Magical Black Sand Beaches In Iceland How To Find Them.
Are you looking to visit some of the most magical black sand beaches in Iceland? You are in luck because this article has got you covered! Black beaches in Iceland are mesmerizing, powerful, beautiful, and should be on everyone’s bucket list. If you are planning a trip to the popular arctic country, black beaches in Iceland should not be missed. Luckily, the most popular black sand beaches in Iceland are located on Iceland’s south coast so if you are already planning to visit the southern coast of Iceland, you will be able to hit many of these top locations along the way!
Unlike other destinations, beaches in Iceland can get quite cold and black Iceland beaches can actually become dangerous! Certain black sand beaches in Iceland are relatively safe while others are some of the most dangerous areas in the country. We aren’t telling this to scare you, but to simply provide some safety information and inspiring locations where you can see these stunning black beaches in Iceland! The beaches in Iceland are unique and unlike any other in the world so before visiting there are a few important things to know to make the most out of your experience.
Reynisfjara Is the Most Popular Black Beach In Iceland
Reynisfjara is the most popular black beach in Iceland and it is no surprise to see why! This is one of the most easily accessible beaches in Iceland and offers stunning views. If you aren’t familiar with the name of this black beach in Iceland, you have probably seen photos from the famous basalt columns. If you want to see the columnar basalt on a black beach in Iceland, Reynisfjara is the beach in Iceland to visit for that purpose!
Getting To Reynisfjara Black Beach
You can easily put the term “Reynisfjara” in your GPS and you will be taken right to the beach. The entrance to the road that leads down to the beach is off Highway 1 [the Ring Road] and on top of a hill. If you reach the bottom of the hill or reach the town of Vik, you must turn around and head back. There is a sign that says Reynisfjara but it is quite small so keep your eyes out and trust your GPS.
Solheimasandur Is The Black Beach In Iceland Home To A Plane Wreck
Solheimasandur Plane Wreck is an incredible sight to behold! If you have always wanted to visit this unique location in Iceland, you will get to see a plane wreck on a black sand beach! A few decades ago, a plane crashed on a black sand beach in Iceland and everyone survived which makes visiting this plane crash okay. This is the only one of the many beaches in Iceland that is this unique and it is a pretty cool stop if you have time.
Getting To Solheimasandur Wreck
As mentioned above, the Solheimasandur Wreck is very near Skogafoss Waterfall when heading towards Vik from Reykjavik. It is probably only 10 minutes away, if not closer, and is easy to spot from the road since there are usually many cars. If you put the location in your GPS, you will easily find the parking lot so you can access this black beach in Iceland.

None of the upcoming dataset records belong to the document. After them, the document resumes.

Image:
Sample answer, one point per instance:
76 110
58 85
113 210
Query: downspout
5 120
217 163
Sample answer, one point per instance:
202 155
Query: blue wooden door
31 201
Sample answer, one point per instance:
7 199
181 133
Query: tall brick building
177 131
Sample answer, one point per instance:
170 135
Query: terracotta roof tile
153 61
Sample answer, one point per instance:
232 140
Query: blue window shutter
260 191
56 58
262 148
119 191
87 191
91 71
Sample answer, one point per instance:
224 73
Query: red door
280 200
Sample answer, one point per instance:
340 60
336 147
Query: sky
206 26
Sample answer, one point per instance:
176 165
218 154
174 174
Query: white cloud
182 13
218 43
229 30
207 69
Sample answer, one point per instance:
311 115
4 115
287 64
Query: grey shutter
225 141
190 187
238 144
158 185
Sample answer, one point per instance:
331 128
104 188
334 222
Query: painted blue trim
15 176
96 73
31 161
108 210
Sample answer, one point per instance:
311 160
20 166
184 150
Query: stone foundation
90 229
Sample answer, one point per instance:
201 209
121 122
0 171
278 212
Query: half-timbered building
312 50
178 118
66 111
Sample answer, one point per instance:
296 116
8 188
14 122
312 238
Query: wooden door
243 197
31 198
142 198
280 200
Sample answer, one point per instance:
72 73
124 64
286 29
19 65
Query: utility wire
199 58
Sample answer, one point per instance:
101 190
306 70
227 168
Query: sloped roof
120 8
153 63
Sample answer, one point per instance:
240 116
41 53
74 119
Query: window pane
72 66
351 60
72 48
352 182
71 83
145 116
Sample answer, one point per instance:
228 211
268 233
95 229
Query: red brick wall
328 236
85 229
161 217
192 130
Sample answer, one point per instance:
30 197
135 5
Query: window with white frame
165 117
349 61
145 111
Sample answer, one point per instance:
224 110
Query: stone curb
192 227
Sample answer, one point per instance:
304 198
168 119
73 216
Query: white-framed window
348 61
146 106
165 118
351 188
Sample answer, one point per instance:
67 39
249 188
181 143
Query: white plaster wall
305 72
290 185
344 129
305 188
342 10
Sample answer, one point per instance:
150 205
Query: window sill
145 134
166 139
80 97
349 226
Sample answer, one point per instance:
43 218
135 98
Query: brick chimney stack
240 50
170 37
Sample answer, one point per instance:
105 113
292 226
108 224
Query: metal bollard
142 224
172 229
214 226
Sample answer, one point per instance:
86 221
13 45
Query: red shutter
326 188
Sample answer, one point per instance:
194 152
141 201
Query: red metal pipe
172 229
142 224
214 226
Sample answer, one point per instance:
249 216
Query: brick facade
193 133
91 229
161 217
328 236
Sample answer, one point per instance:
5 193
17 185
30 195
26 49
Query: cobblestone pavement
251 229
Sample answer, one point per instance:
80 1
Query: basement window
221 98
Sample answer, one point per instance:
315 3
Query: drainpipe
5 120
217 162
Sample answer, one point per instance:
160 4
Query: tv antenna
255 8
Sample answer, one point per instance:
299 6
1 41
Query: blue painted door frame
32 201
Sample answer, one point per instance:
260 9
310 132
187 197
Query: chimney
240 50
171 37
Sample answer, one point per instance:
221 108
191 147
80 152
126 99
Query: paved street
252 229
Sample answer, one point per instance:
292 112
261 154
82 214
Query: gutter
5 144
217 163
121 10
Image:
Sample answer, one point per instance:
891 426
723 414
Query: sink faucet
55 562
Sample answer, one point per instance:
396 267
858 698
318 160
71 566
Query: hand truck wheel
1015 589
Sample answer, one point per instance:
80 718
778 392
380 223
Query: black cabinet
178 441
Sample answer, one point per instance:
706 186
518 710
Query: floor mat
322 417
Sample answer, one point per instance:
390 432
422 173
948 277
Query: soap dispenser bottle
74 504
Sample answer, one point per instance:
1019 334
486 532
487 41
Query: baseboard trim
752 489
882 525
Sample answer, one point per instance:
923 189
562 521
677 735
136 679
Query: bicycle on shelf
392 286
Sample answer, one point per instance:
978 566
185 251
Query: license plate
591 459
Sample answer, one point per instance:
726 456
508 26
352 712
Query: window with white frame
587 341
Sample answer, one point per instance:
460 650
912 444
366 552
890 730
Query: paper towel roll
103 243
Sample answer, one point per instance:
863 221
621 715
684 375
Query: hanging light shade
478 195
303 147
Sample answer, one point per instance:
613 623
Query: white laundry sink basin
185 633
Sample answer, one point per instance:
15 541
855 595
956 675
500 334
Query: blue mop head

You Can Walk Among Glacial Ice At Iceland’s Diamond Beach
Located about 45 minutes away from Stokksness, suggested above, the Diamond Beach in Iceland is a sight to behold. It is located across the street from Jokulsarlon Glacier Lagoon. We highly recommend you stop at Jokulsarlon Lagoon as well because the view is incredible and you can see icebergs calving off a nearby glacier and floating around in a large body of water. When the tide goes in or out, the icebergs are carried by the ocean out of the lagoon and fall on a black sand beach.
Getting To Diamond Beach
When visiting Jokulsarlon, you will be parking naer a visitor center and walking to see the lagoon. If you want to visit Iceland’s Diamond Beach, you will have to drive your car to the other side of the Ring Road, directly opposite by the Jokulsarlon Lagoon. There is another parking lot there and you will park your car and walk down to the beach. There is a bridge near Jokulsarlon Lagoon and you will go over it when driving on the Ring Road. You can visit the Diamond Beach in Iceland on either side of this bridge, but the right side is more popular!